Verifying Signal Encryption
Same as WhatsApp, except in Signal the “Security Code” is called “Safety Numbers.”
Sending a Bitcoin Address Anonymously
Cryptocurrencies like ZCash and Monero go to great complications in the protocol in order to hide the identity of the address owner. Other cryptocurrencies, including Bitcoin, do not have this anonymity feature.
However, this level of anonymity can be achieved with Crosspass easily for any cryptocurrency. Let’s say Alice wants to send to Bob her Bitcoin address, but she does not want anyone else except Bob to know that this address is hers.
- Alice uses Crosspass to create a note share with the Bitcoin address as the value
- She sends the Lookup ID and PIN to Bob by email or IM
On the receiving end, Bob uses Crosspass to retrieve the Bitcoin address.
Collaborating using an Encrypted Cloud Drive
Let’s say Alice and Bob wish to share files on an end-to-end encrypted cloud drive.
- Alice creates a Google Drive folder and shares with Bob.
- Bob and Alice install Google Drive on their laptops (Mac or PC), and verify that they can place non-secret files into the shared folder.
- Alice chooses a strong password and stores it somewhere.
- She installs Cryptomator app on her laptop and creates a Cryptomator Vault in the shared Google Drive folder.
- When Cryptomator asks her to choose a password, she uses the password which she has created.
- She uses Crosspass to create a password share with the chosen password as the value.
- She receives Lookup ID and PIN from Crosspass.
- She sends the Lookup ID and PIN to Bob by IM or email.
On the receiving end Bob uses Crosspass to retrieve the shared password. He installs Cryptomator on his laptop and tries to unlock the Cryptomator Vault. When Cryptomator asks him for the password, he uses the password that he has received.
Sending an Encryption Key
An symmetric encryption key is just a long password. Therefore, Alice would send it by Crosspass the same way as she would send a password.

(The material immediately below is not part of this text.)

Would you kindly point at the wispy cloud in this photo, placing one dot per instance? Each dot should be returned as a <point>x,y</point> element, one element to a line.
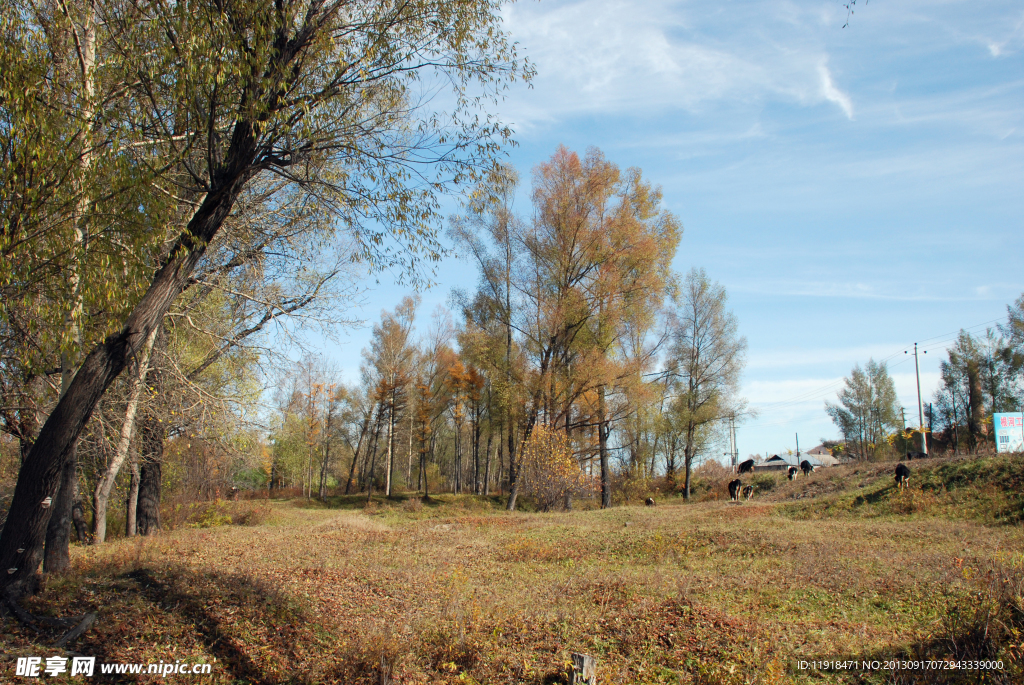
<point>612,56</point>
<point>834,94</point>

Verifying a Digitally Signed PDF
Alice uses Adobe to digitally sign a PDF and emails it to Bob. Bob does not trust the Adobe verification, and wants to independently verify the signature. This can be verified by comparing the Fingerprint value of the signing certificate. The Fingerprint value is a long string of letters and digits that can be found in certificate details.
- Bob asks Alice to send him the Fingerprint of her signing certificate.

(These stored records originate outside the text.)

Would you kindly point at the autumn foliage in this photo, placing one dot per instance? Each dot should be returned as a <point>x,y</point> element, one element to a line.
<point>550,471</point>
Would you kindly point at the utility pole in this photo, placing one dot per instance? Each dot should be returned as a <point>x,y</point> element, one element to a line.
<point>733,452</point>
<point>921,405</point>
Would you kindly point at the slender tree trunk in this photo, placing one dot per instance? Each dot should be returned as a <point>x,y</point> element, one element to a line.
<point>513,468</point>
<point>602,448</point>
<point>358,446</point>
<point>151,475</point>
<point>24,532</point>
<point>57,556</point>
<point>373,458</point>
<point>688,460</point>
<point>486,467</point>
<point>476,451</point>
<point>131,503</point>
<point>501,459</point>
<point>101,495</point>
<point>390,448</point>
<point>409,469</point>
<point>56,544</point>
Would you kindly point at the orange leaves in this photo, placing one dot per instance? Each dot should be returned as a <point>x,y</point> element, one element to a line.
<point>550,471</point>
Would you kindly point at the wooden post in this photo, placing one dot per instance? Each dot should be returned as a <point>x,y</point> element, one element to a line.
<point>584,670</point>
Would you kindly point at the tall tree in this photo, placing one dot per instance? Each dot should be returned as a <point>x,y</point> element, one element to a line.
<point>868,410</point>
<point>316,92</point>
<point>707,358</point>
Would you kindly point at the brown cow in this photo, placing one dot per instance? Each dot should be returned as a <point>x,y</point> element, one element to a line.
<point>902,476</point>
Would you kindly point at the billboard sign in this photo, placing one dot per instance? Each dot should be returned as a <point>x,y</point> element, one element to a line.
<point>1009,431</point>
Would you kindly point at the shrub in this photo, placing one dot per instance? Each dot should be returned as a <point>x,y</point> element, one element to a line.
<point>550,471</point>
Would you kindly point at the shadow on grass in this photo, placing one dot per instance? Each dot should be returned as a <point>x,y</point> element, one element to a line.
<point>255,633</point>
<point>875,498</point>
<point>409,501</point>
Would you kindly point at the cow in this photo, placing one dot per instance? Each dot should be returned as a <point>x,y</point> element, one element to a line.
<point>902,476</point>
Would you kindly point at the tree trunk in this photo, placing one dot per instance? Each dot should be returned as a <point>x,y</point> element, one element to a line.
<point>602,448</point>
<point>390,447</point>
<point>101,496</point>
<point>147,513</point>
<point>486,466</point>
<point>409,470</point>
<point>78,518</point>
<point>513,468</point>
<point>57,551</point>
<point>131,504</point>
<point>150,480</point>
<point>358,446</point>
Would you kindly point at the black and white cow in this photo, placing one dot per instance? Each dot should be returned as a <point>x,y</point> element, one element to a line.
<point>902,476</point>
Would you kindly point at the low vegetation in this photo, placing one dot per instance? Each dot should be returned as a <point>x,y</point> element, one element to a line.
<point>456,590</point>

- She opens the details of her certificate to view the Fingerprint value
- Alice uses Crosspass to create a shared note with and copy-pastes the long Fingerprint into it
- She receives a Lookup ID and PIN for the note from Crosspass
- She sends the Lookup ID and PIN to Bob
On the receiving end Bob uses the Lookup ID and PIN to receive the Fingerprint. He uses Adobe to view the detail of the signing certificate. The details show the Fingerprint value. He compares that the received Fingerprint value is the same.
Verifying a PGP key
Pretty Good Privacy (PGP) is a standard to encrypt email. Bob wants to send an encrypted email to Alice, and he needs her PGP key. When Alice creates her PGP key, the public part of the key is automatically uploaded to a public PGP server and is listed under her email address.
- Bob’s software downloads Alice’s PGP key from a public PGP key server.
- Bob asks Alice to send him the Fingerprint of her PGP key.
- Alice uses her PGP software to view the Fingerprint of her PGP key.
- Alice creates a shared Crosspass note with the Fingerprint.
- She receives Lookup ID and PIN from Crosspass.
- She emails the Lookup ID to Bob, and calls Bob to tell him the PIN.
- Bob uses the Lookup ID and PIN to retrieve the Fingerprint.